Mason cut with a soft click.
"Perfect," he said. "Annoyingly perfect."
"Shut up," I muttered, cheeks hot.
The week before the screening, the school grew a new layer of noise.
Posters appeared on every bulletin board:
WHERE I'M FROM
A Student Documentary by Us
Friday – 6 p.m. – Auditorium
Free entry. Limited seats. Bring your whole self.
Someone had doodled seashells and little waves around my printed name.
I pretended I didn't like it.
I absolutely liked it.
Group chats lit up.
SeniorTea:
so this doc is about jayla's drama or nah
bklynhoops23:
I saw a preview in media class
it's not just about her
lowkey kind of deep
makaylastan:
if they make her look like a saint I'm booing
niquafinessa:
boo me and I'll throw popcorn in ur hair
The closer we got to Friday, the more the air felt thick, like before a thunderstorm.
Parents started emailing.
Some wanted to know if there was "inappropriate content."
Some wanted to know if their kids were in it.
Some wanted to know if it would be posted online.

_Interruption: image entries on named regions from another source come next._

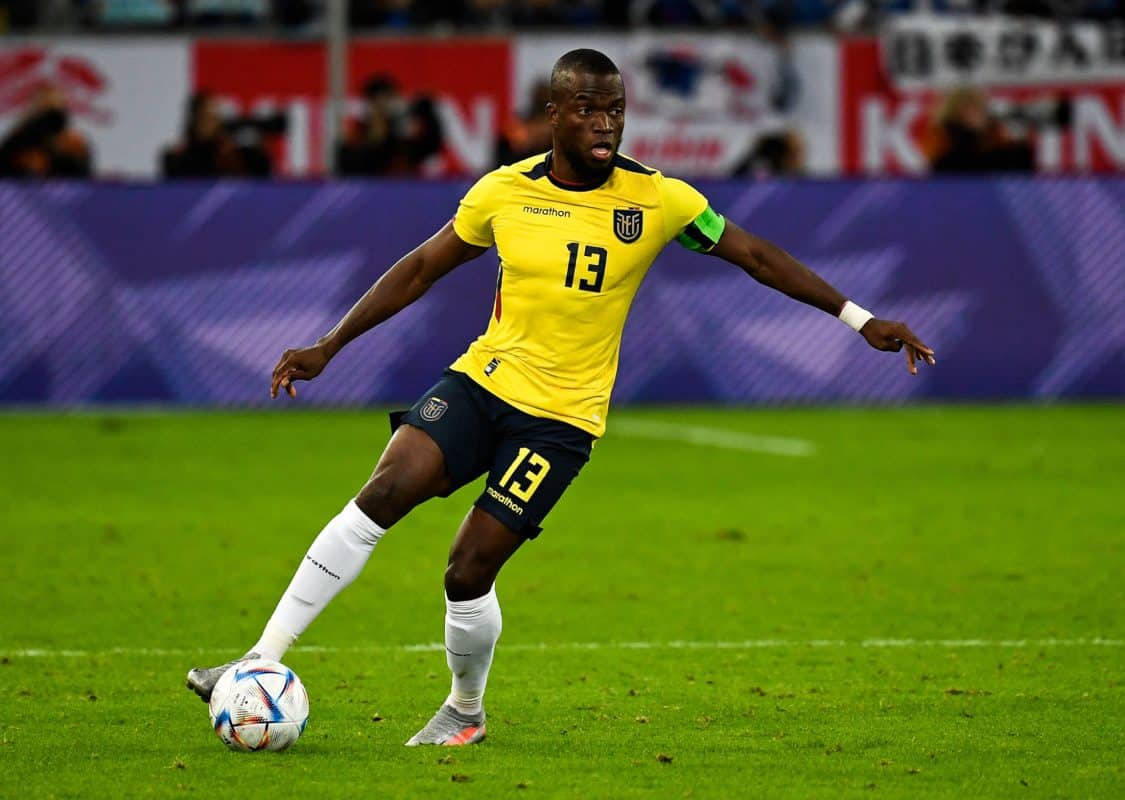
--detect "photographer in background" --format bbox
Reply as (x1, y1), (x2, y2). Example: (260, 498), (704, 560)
(336, 75), (404, 176)
(927, 88), (1035, 173)
(0, 87), (92, 178)
(336, 74), (446, 177)
(161, 91), (245, 178)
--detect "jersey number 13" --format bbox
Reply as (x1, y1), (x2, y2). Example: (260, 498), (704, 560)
(566, 242), (609, 291)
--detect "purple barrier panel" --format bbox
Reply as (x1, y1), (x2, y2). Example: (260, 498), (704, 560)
(0, 178), (1125, 406)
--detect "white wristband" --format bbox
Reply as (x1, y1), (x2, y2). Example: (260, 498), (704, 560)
(839, 300), (875, 333)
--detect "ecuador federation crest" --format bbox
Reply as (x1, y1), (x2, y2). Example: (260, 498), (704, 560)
(613, 208), (645, 244)
(419, 397), (449, 422)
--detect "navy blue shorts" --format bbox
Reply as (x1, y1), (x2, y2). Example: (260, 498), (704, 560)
(390, 369), (594, 539)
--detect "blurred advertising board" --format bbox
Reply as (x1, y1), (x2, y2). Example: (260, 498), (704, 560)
(0, 38), (191, 177)
(840, 15), (1125, 174)
(513, 34), (838, 177)
(191, 38), (511, 176)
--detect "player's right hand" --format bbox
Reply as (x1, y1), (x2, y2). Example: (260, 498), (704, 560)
(270, 344), (329, 397)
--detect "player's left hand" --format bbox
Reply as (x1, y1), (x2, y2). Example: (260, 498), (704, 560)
(270, 344), (329, 397)
(860, 320), (937, 375)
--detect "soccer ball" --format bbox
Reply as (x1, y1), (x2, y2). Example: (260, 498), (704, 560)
(208, 658), (308, 750)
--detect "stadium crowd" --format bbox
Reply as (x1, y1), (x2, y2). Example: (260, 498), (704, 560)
(0, 0), (1125, 179)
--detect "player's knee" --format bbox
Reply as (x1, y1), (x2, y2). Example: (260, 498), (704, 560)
(356, 475), (410, 528)
(446, 556), (496, 601)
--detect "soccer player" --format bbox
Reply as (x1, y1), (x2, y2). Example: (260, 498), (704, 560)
(188, 50), (934, 745)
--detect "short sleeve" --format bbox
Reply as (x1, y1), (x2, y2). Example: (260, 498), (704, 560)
(453, 171), (503, 248)
(663, 178), (726, 253)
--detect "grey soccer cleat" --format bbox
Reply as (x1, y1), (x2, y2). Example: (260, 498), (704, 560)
(188, 653), (259, 703)
(406, 704), (485, 747)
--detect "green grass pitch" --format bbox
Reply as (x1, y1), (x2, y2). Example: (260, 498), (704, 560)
(0, 406), (1125, 799)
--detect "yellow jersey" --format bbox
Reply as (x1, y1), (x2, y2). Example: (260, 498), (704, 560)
(450, 153), (723, 437)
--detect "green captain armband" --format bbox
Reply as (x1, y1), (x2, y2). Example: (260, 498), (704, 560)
(676, 206), (727, 253)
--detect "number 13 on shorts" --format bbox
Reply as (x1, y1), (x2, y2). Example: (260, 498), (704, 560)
(500, 447), (551, 503)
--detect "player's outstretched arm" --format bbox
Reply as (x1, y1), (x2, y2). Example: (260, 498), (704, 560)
(710, 219), (936, 375)
(270, 222), (487, 397)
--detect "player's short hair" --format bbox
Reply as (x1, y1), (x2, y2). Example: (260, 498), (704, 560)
(551, 47), (621, 97)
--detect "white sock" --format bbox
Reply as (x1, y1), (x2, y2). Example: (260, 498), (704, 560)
(446, 586), (503, 714)
(251, 500), (387, 660)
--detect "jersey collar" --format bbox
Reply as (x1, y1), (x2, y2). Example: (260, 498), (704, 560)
(523, 151), (620, 191)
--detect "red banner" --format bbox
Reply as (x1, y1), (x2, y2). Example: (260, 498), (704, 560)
(839, 39), (1125, 174)
(192, 39), (512, 176)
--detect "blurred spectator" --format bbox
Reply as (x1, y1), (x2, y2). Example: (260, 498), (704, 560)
(493, 80), (551, 167)
(162, 91), (248, 178)
(404, 95), (446, 174)
(732, 129), (806, 178)
(0, 87), (92, 178)
(336, 74), (446, 176)
(927, 88), (1035, 172)
(336, 75), (403, 176)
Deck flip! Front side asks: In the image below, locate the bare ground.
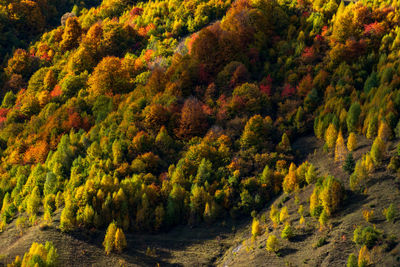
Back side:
[0,137,400,266]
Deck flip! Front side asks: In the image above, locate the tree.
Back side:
[358,246,371,267]
[115,228,127,253]
[335,131,346,162]
[279,206,289,223]
[281,223,294,240]
[282,162,298,193]
[378,121,392,142]
[347,132,357,151]
[278,133,292,152]
[103,221,117,255]
[177,98,208,139]
[320,176,343,216]
[383,203,396,222]
[269,204,280,227]
[251,218,261,237]
[343,153,356,174]
[346,253,358,267]
[266,235,280,253]
[371,136,386,165]
[60,17,82,51]
[88,57,130,97]
[325,123,338,149]
[26,186,41,221]
[60,196,75,232]
[305,164,317,184]
[346,102,361,135]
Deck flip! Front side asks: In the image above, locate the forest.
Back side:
[0,0,400,266]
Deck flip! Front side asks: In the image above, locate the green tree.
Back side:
[343,153,356,174]
[103,221,117,255]
[346,102,361,132]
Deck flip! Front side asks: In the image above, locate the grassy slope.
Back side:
[218,137,400,266]
[0,137,400,266]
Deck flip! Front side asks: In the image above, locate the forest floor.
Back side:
[0,137,400,266]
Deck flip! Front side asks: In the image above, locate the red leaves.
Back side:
[281,83,296,97]
[50,84,62,98]
[364,21,385,36]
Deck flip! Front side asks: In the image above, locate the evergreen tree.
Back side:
[347,132,357,151]
[114,228,127,253]
[343,153,356,174]
[103,221,117,255]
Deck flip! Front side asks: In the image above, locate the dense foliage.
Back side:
[0,0,400,241]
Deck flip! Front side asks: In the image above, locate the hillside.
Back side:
[0,0,400,267]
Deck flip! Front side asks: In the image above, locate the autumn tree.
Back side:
[60,17,82,51]
[114,228,127,254]
[325,123,338,149]
[371,137,386,165]
[278,133,292,152]
[88,57,129,96]
[346,102,361,132]
[26,186,41,222]
[335,131,346,162]
[320,176,343,216]
[266,234,280,253]
[177,98,208,139]
[378,121,392,142]
[347,132,357,151]
[282,162,298,193]
[103,221,117,255]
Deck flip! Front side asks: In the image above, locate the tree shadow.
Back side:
[277,248,297,257]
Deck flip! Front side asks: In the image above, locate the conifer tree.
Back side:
[343,153,356,174]
[325,123,338,149]
[103,221,117,255]
[378,121,392,142]
[114,228,127,253]
[347,132,357,151]
[266,237,279,253]
[282,162,298,193]
[335,131,346,162]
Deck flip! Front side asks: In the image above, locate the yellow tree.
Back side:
[319,176,342,216]
[282,162,298,193]
[378,121,392,141]
[279,206,289,223]
[60,17,82,51]
[251,218,261,237]
[114,228,126,253]
[325,123,338,149]
[103,222,117,255]
[347,132,357,151]
[335,131,346,162]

"We'll do a school‑only cut first," Ms. Torres told us. "No internet premiere until we've seen how this lands. You all deserve to experience it in a room, not just as notifications."
That helped.
A little.
The night before the screening, we met in Ms. Torres's room for one last check.
Final cut exported.
Backup copy on a separate drive.
Release forms in a manila folder.
Popcorn ordered.
Stage crew briefed.
It felt… real.
Too real.
"Any last‑minute edits?" Mason asked, hand hovering dramatically over the keyboard.
"If you touch that timeline again," Ms. Torres said, "I will fail you on principle."
He grinned and dropped his hand.
"Alright then," he said. "She's locked."
The word settled in my chest.
Locked.
Like a door.
Like a story.
Like a version of myself I was finally ready to stop rewriting.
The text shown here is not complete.